Sifan Hassan produced a miraculous recovery to keep her audacious Olympic treble alive after a heavy fall left her 25 metres adrift of her rivals on the final lap of the women’s 1500m heats.

The Dutch athlete, who is going for gold in the 1500m, 5,000m and 10,000m, a feat never before attempted, fell to the track after a tangle of legs with 380m to go before rolling over.

Yet somehow she was able to get up and turn the afterburners on down the back straight before taking victory in 4min 05.17sec. She will next run in the 5,000m later on Monday night. Britain’s Laura Muir and Katie Snowden are also safely through but Revée Walcott-Nolan is out after coming seventh in her heat.

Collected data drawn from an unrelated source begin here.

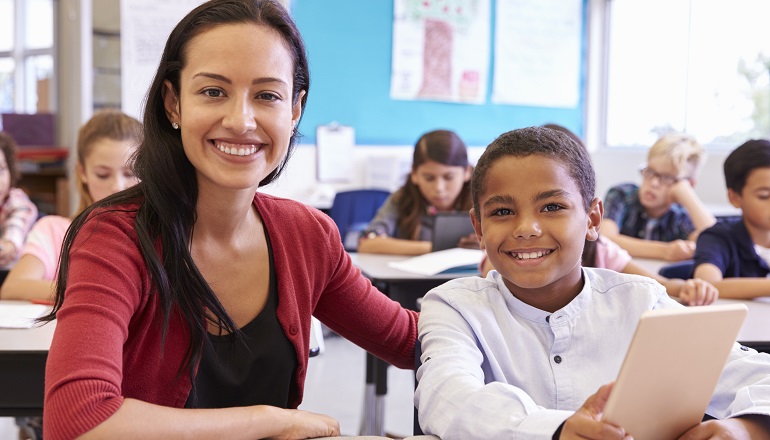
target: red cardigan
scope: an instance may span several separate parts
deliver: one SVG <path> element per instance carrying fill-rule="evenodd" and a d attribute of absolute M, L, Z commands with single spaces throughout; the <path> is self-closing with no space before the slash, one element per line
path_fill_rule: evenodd
<path fill-rule="evenodd" d="M 400 368 L 414 365 L 417 313 L 372 287 L 353 266 L 335 224 L 303 204 L 257 194 L 278 281 L 278 320 L 297 353 L 290 405 L 302 401 L 310 315 Z M 189 329 L 172 313 L 165 345 L 161 308 L 139 252 L 136 206 L 90 219 L 70 251 L 64 304 L 48 355 L 44 423 L 48 440 L 81 435 L 134 399 L 183 407 L 180 371 Z"/>

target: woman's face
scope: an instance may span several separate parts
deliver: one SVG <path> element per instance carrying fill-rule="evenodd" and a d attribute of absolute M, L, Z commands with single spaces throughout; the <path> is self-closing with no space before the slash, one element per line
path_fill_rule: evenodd
<path fill-rule="evenodd" d="M 78 173 L 94 202 L 136 185 L 129 159 L 137 145 L 131 141 L 101 138 L 94 141 L 91 152 L 78 164 Z"/>
<path fill-rule="evenodd" d="M 301 114 L 286 42 L 266 26 L 221 25 L 193 38 L 186 58 L 179 96 L 166 82 L 164 100 L 199 187 L 255 191 L 286 156 Z"/>
<path fill-rule="evenodd" d="M 412 183 L 438 211 L 453 209 L 463 185 L 470 178 L 470 167 L 444 165 L 432 160 L 420 164 L 411 175 Z"/>

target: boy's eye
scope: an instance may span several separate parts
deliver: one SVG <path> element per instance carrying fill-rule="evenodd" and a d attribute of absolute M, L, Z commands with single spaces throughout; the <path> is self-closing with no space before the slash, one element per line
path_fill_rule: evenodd
<path fill-rule="evenodd" d="M 257 99 L 261 99 L 263 101 L 277 101 L 280 98 L 277 95 L 275 95 L 274 93 L 267 93 L 267 92 L 265 92 L 265 93 L 258 94 L 257 95 Z"/>
<path fill-rule="evenodd" d="M 492 211 L 493 216 L 504 216 L 504 215 L 512 215 L 513 211 L 511 211 L 508 208 L 499 208 Z"/>
<path fill-rule="evenodd" d="M 106 180 L 106 179 L 110 178 L 110 175 L 109 174 L 96 174 L 96 177 L 98 177 L 99 179 L 102 179 L 102 180 Z"/>
<path fill-rule="evenodd" d="M 556 203 L 549 203 L 543 207 L 544 212 L 554 212 L 554 211 L 559 211 L 561 209 L 562 209 L 561 205 L 558 205 Z"/>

Elsewhere on Monday morning, Jasmine Camacho-Quinn won only the second gold medal in Puerto Rican history with a brilliant victory in the women’s 100m hurdles. Her time of 12.37sec put her well clear of the American Keni Harrison, who took silver, and Jamaica’s Megan Tapper, who claimed bronze.

Camacho-Quinn, who is the sister of the NFL linebacker Robert, burst into tears afterwards, saying: “For such a small country it gives little people hope. I am just glad I am the person to do that. I am really happy right now. Anything is possible.”

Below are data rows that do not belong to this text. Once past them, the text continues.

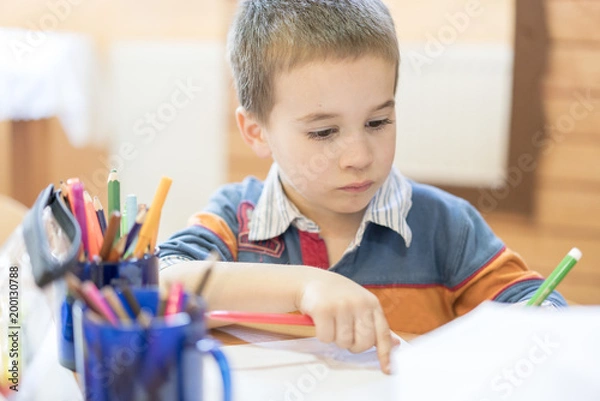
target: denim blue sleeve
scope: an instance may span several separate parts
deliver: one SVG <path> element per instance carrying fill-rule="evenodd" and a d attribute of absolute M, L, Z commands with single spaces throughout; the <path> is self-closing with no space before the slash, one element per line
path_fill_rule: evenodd
<path fill-rule="evenodd" d="M 494 301 L 507 303 L 528 301 L 533 297 L 533 294 L 542 283 L 542 279 L 532 279 L 515 283 L 498 294 L 494 298 Z M 552 291 L 548 295 L 548 298 L 546 298 L 546 301 L 554 306 L 567 306 L 567 302 L 557 291 Z"/>
<path fill-rule="evenodd" d="M 488 266 L 505 246 L 467 201 L 456 202 L 449 221 L 454 236 L 448 246 L 446 280 L 450 288 L 457 288 Z"/>
<path fill-rule="evenodd" d="M 220 260 L 234 260 L 231 250 L 223 240 L 202 226 L 191 226 L 176 232 L 160 244 L 159 248 L 163 267 L 164 261 L 204 260 L 211 251 L 215 251 Z"/>
<path fill-rule="evenodd" d="M 490 289 L 496 284 L 505 283 L 502 290 L 494 296 L 495 301 L 517 303 L 529 300 L 543 279 L 527 269 L 524 261 L 514 252 L 506 249 L 473 206 L 464 201 L 456 209 L 459 219 L 457 226 L 461 228 L 457 236 L 455 258 L 451 263 L 454 272 L 451 279 L 453 288 L 469 285 L 469 281 L 482 273 L 496 277 L 486 284 Z M 508 265 L 513 267 L 508 268 Z M 521 271 L 515 268 L 519 265 L 522 266 Z M 484 295 L 479 294 L 479 290 L 475 293 L 478 297 Z M 548 296 L 547 301 L 554 306 L 566 305 L 564 298 L 556 291 Z"/>
<path fill-rule="evenodd" d="M 237 238 L 237 207 L 243 187 L 243 183 L 223 186 L 211 197 L 202 213 L 198 214 L 223 222 L 220 227 L 198 222 L 176 232 L 160 244 L 161 266 L 185 260 L 204 260 L 211 251 L 216 252 L 223 261 L 234 261 L 237 244 L 231 243 L 232 241 L 228 243 L 226 238 Z"/>

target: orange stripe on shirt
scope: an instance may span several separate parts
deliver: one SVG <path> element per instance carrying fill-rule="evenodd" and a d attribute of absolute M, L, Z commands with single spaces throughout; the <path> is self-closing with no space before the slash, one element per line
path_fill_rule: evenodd
<path fill-rule="evenodd" d="M 422 334 L 494 299 L 516 283 L 539 278 L 518 254 L 504 249 L 452 288 L 439 284 L 365 287 L 379 299 L 392 330 Z"/>
<path fill-rule="evenodd" d="M 454 291 L 454 310 L 458 316 L 464 315 L 481 302 L 494 299 L 501 291 L 518 282 L 539 278 L 542 276 L 529 270 L 521 256 L 505 249 Z"/>
<path fill-rule="evenodd" d="M 225 220 L 221 216 L 213 213 L 200 212 L 196 213 L 188 220 L 190 226 L 202 226 L 213 232 L 217 237 L 221 239 L 229 248 L 229 252 L 233 256 L 233 260 L 237 260 L 237 240 L 231 228 L 227 225 Z"/>
<path fill-rule="evenodd" d="M 367 289 L 379 299 L 393 331 L 423 334 L 456 317 L 450 302 L 451 291 L 441 285 Z"/>

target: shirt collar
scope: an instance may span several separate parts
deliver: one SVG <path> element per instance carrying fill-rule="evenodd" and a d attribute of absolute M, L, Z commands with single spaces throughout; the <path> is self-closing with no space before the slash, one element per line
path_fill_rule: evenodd
<path fill-rule="evenodd" d="M 406 217 L 412 206 L 412 186 L 395 168 L 377 191 L 363 216 L 356 236 L 346 252 L 358 247 L 369 222 L 397 232 L 410 246 L 412 231 Z M 273 163 L 263 191 L 252 213 L 248 239 L 263 241 L 283 234 L 290 225 L 298 230 L 319 232 L 319 226 L 300 213 L 288 199 L 279 181 L 279 166 Z"/>

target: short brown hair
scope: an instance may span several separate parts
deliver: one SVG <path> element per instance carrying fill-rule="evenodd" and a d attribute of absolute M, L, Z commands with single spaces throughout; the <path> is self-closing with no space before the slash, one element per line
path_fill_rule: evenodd
<path fill-rule="evenodd" d="M 380 0 L 243 0 L 228 53 L 240 104 L 263 123 L 278 73 L 314 60 L 376 55 L 394 63 L 397 76 L 400 62 L 394 22 Z"/>

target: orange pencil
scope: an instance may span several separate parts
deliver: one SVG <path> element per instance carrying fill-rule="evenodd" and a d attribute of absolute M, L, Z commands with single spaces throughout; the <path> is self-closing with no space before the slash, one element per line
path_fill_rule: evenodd
<path fill-rule="evenodd" d="M 100 257 L 102 260 L 108 260 L 110 256 L 110 250 L 112 249 L 113 242 L 117 236 L 117 229 L 121 226 L 121 212 L 114 211 L 110 215 L 108 220 L 108 227 L 106 227 L 106 233 L 104 234 L 104 241 L 102 242 L 102 248 L 100 248 Z"/>
<path fill-rule="evenodd" d="M 162 177 L 160 183 L 158 184 L 158 188 L 154 194 L 154 199 L 152 200 L 152 204 L 150 205 L 150 209 L 148 209 L 148 214 L 146 215 L 146 221 L 144 221 L 144 224 L 140 229 L 138 242 L 133 251 L 133 256 L 137 259 L 140 259 L 144 256 L 144 253 L 146 253 L 146 249 L 148 247 L 150 247 L 150 252 L 154 252 L 154 248 L 156 247 L 156 237 L 158 235 L 160 214 L 172 182 L 173 180 L 169 177 Z"/>
<path fill-rule="evenodd" d="M 92 197 L 87 191 L 83 191 L 83 199 L 85 202 L 85 217 L 88 229 L 88 241 L 90 247 L 90 258 L 100 254 L 102 246 L 102 230 L 98 223 L 98 216 L 92 203 Z"/>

But there was disappointment for the Cuban Juan Miguel Echevarria, who was leading the long jump with a third round effort of 8.41m – until Miltiadis Tentoglou of Greece matched it exactly on his final jump. The Greek won gold by virtue of having a better second-best jump – 8.15 to 8.09. The Cuban’s compatriot Maykel Masso won bronze.

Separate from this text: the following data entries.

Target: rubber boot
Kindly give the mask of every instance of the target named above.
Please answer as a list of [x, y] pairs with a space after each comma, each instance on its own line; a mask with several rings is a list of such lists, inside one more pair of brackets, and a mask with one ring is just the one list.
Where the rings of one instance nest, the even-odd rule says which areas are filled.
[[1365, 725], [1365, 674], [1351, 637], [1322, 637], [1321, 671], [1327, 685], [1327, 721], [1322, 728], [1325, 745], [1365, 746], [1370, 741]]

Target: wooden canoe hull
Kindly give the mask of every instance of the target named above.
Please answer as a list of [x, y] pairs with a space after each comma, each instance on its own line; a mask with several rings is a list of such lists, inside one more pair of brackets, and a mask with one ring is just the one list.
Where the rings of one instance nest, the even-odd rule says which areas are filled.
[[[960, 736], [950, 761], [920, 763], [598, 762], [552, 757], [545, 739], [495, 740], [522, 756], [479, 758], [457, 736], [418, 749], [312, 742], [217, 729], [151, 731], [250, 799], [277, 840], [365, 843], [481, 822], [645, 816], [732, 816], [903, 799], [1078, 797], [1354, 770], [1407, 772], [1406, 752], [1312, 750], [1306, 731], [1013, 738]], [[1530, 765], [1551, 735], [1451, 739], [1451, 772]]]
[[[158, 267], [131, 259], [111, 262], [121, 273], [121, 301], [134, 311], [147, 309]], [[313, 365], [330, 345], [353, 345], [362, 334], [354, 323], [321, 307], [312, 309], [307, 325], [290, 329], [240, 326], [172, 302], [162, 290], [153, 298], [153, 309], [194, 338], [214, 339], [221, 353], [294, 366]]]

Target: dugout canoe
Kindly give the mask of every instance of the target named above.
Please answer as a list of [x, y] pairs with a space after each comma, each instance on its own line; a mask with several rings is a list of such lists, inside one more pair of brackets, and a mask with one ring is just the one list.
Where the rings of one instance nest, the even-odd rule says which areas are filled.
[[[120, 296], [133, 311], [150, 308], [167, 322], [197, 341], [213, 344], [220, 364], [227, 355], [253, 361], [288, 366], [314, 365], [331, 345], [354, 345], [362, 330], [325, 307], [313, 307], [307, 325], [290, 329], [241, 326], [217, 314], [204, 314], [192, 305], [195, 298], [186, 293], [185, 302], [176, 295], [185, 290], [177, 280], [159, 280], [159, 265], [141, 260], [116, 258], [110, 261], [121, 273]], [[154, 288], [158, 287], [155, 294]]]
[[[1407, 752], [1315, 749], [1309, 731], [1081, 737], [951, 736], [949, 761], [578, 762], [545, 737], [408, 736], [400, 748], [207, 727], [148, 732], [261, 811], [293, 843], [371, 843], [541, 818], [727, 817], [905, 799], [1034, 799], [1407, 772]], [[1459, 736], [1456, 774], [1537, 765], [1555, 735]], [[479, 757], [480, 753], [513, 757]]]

Meanwhile the 18-year-old Namibian Christine Mboma, who is banned from competing in the 400m under World Athletics rules as she is an athlete with differences in sex development (DSD), ran the fastest time in the heats of the women’s 200m in 22.11sec, a world under-20 record.

Niger’s Aminatou Seyni, who was also not allowed to compete due to high testosterone levels, came third in the same heat in 22.72.

Mboma, 18, is the world junior record holder for 400m and the fastest in the world this year. However World Athletics rules state that DSD athletes must reduce their testosterone levels to less than 5 nmol/L if they want to compete in elite events between 400m and a mile.

In 2019 the court of arbitration for sport accepted the policy was justified because more than 99% of females have around 0.12-1.79 nmol/L of testosterone in their bodies – while DSDs are in the male range of 7.7-29.4 nmol/L.

It also agreed that DSD athletes, including Caster Semenya, the 800m Olympic champion at the 2016 Rio Games, had a significant advantage in size, strength and power from puberty onwards because of their elevated testosterone levels.

However, it is not clear why, if those testosterone advantages are so significant, they apply only between 400m and a mile.

The defending 200m champion, Elaine Thompson-Herah, who won a second successive Olympic 100m title on Saturday, also went through along with Britain’s Beth Dobbin. However Shericka Jackson, the 100m bronze medallist, is out after jogging to the line in 23.26sec and getting pipped for third position.